ROAD bosses have splashed out a whopping £250,000 to keep two tow trucks on stand-by during roadworks.
The two vehicles have sat fenced off on a roadside at a cost of £5,830 per-week since February throughout Edinburgh’s tram project development.
Tram chiefs TIE claimed the recovery vehicles have been used “many many times,” and the capital’s council defended their deployment as a “prudent measure.”
But critics asked them to justify the cost, saying the public would bring them under “extreme scrutiny.”
Bosses say decided to employ the trucks in response to widespread criticism after a disastrous road closure on The Mound last year brought gridlock to the city.
They plan to keep the trucks on-call while tram tracks are laid along Princes Street until the final phase is completed in January.

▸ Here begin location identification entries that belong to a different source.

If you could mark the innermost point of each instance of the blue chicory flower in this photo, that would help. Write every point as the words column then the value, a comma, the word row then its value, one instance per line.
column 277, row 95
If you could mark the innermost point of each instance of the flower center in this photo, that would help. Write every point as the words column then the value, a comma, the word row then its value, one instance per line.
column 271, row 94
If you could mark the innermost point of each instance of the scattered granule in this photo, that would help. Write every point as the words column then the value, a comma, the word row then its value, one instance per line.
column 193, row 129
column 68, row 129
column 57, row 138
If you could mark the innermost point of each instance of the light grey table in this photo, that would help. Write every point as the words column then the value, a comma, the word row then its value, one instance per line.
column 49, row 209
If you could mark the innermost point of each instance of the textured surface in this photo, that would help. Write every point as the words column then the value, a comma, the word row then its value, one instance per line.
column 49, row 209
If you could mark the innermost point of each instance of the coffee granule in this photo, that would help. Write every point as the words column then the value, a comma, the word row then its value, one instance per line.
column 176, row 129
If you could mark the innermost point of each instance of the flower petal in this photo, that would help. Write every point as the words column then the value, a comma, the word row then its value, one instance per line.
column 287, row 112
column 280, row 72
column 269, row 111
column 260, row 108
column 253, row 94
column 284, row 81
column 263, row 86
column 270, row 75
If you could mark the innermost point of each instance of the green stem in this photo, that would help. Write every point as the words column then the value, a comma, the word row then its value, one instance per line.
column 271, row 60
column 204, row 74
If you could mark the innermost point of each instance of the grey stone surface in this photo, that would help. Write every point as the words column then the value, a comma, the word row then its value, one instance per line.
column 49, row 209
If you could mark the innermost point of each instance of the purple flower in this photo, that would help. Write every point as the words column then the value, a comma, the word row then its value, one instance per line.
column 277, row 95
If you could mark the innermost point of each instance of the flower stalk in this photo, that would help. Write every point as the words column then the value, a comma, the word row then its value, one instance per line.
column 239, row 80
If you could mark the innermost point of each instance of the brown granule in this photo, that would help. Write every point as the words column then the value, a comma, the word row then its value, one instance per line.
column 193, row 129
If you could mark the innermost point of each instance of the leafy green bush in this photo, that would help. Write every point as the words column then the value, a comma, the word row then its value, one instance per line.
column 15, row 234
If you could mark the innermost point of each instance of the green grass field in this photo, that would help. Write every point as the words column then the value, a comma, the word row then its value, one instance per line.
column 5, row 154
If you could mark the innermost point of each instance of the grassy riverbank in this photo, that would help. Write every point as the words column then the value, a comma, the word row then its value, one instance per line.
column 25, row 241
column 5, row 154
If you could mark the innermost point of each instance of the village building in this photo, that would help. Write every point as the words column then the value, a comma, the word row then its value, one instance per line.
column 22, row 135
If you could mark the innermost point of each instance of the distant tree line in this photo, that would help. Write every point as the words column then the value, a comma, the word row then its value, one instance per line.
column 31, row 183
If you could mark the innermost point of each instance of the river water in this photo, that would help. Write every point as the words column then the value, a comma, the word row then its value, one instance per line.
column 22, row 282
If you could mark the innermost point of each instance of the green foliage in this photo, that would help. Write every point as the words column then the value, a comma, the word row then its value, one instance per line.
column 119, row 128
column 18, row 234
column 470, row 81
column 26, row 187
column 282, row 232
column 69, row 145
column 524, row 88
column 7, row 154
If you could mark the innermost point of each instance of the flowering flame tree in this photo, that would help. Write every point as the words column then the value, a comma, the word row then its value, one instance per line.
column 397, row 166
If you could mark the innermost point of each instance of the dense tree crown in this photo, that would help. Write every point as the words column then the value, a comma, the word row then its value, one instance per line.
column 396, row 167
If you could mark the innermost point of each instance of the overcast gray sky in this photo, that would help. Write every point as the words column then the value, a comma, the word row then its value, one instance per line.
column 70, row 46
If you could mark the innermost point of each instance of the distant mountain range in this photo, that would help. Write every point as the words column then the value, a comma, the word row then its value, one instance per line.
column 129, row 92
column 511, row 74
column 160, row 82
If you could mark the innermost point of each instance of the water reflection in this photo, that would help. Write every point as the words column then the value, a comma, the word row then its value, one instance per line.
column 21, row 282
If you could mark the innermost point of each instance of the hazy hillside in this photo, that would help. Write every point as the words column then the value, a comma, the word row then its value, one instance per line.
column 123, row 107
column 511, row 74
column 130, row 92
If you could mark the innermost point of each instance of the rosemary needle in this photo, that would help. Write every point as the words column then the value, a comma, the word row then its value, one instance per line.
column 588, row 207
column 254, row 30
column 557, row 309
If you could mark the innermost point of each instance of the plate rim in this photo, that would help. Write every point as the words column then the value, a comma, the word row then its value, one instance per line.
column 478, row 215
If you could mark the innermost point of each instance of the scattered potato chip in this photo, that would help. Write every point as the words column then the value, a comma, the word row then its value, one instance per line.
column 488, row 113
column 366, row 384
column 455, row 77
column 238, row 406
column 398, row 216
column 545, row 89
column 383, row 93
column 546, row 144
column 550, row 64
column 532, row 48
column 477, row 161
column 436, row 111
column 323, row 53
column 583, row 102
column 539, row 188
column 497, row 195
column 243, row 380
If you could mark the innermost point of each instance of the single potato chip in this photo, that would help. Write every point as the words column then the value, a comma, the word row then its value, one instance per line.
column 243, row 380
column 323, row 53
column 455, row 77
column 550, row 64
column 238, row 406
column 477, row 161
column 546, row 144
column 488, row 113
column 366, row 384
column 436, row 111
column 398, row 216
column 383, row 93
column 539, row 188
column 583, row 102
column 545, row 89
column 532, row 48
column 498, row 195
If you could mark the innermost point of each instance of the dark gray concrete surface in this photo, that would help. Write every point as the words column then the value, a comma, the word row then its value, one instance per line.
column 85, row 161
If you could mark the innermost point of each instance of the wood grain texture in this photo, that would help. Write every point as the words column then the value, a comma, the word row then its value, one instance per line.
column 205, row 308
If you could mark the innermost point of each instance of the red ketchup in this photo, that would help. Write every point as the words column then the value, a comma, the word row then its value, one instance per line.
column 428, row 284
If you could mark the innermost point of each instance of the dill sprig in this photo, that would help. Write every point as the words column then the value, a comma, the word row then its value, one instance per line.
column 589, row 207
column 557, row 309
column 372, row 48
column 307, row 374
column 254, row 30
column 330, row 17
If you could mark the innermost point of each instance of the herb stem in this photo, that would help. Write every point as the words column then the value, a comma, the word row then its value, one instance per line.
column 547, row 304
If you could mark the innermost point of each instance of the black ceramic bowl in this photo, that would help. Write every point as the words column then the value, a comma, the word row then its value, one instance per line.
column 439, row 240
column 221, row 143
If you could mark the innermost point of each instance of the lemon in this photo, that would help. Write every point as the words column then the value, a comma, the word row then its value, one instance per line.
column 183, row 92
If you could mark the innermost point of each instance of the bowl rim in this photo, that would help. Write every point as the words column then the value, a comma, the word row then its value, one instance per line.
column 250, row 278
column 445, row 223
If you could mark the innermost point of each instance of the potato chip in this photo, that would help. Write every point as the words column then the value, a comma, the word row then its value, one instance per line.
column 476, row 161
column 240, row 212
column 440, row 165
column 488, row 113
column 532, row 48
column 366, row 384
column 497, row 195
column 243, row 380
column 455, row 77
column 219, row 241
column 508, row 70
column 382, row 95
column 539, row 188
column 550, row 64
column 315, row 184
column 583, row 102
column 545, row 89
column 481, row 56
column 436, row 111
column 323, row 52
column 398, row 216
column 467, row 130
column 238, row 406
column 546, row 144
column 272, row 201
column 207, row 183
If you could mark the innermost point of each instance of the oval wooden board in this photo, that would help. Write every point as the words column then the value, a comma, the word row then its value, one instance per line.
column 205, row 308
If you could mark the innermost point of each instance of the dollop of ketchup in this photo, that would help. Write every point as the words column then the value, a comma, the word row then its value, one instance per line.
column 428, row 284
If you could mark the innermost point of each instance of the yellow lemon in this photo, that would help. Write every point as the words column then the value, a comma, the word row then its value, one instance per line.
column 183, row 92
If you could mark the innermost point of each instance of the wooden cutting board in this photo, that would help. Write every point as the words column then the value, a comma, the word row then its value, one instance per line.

But councillor Steve Cardownie said he will write to tram bosses to make sure they can justify the expense.
He said: “It’s a lot of money, but it would be disastrous if George Street was to get clogged up with traffic – that could bring the whole city to a standstill.
“I hope TIE are getting value for money.
“I will be writing to them to see if they have done everything they can to make sure they are getting best value.
“They must consider the fact that the public are now bringing this sort of project under extreme scrutiny, and I would hope that TIE would be able to justify this sort of expense.”
Lorna McPhie, a partner at George McPhie and Son – who own the trucks – said the vehicles had been used to keep traffic moving on a number of occasions since February.
She said: “They’re there to tow away anything that breaks down – buses, vans, cars and taxis.
“It’s about keeping congestion to a minimum and we’ve got reams and reams of paperwork to show they are being used. They have been used many, many times.”
Susan Clark, TIE’s deputy project director, said: “The breakdown provision situated in St Andrew Square forms part of the contingency plans put in place for the Princes Street tram works.
“We are committed to keeping Edinburgh’s traffic flowing during the construction of Edinburgh’s trams and this recovery provision is a necessary tool in achieving this.
“The cost of a breakdown snarling up Edinburgh’s traffic far outweighs the cost of these prudent measures.”
The “huge” price bill on the trucks angered Mark Wallace, campaign director of the Tax Payers’ Alliance.
He said: “This is a huge bill, and you’ve got to ask if it represents good value for money.
“At these kind of prices it may have been cheaper to buy a lorry to do the job.
“In the middle of a recession, the council should certainly have driven a harder bargain with the contractors.”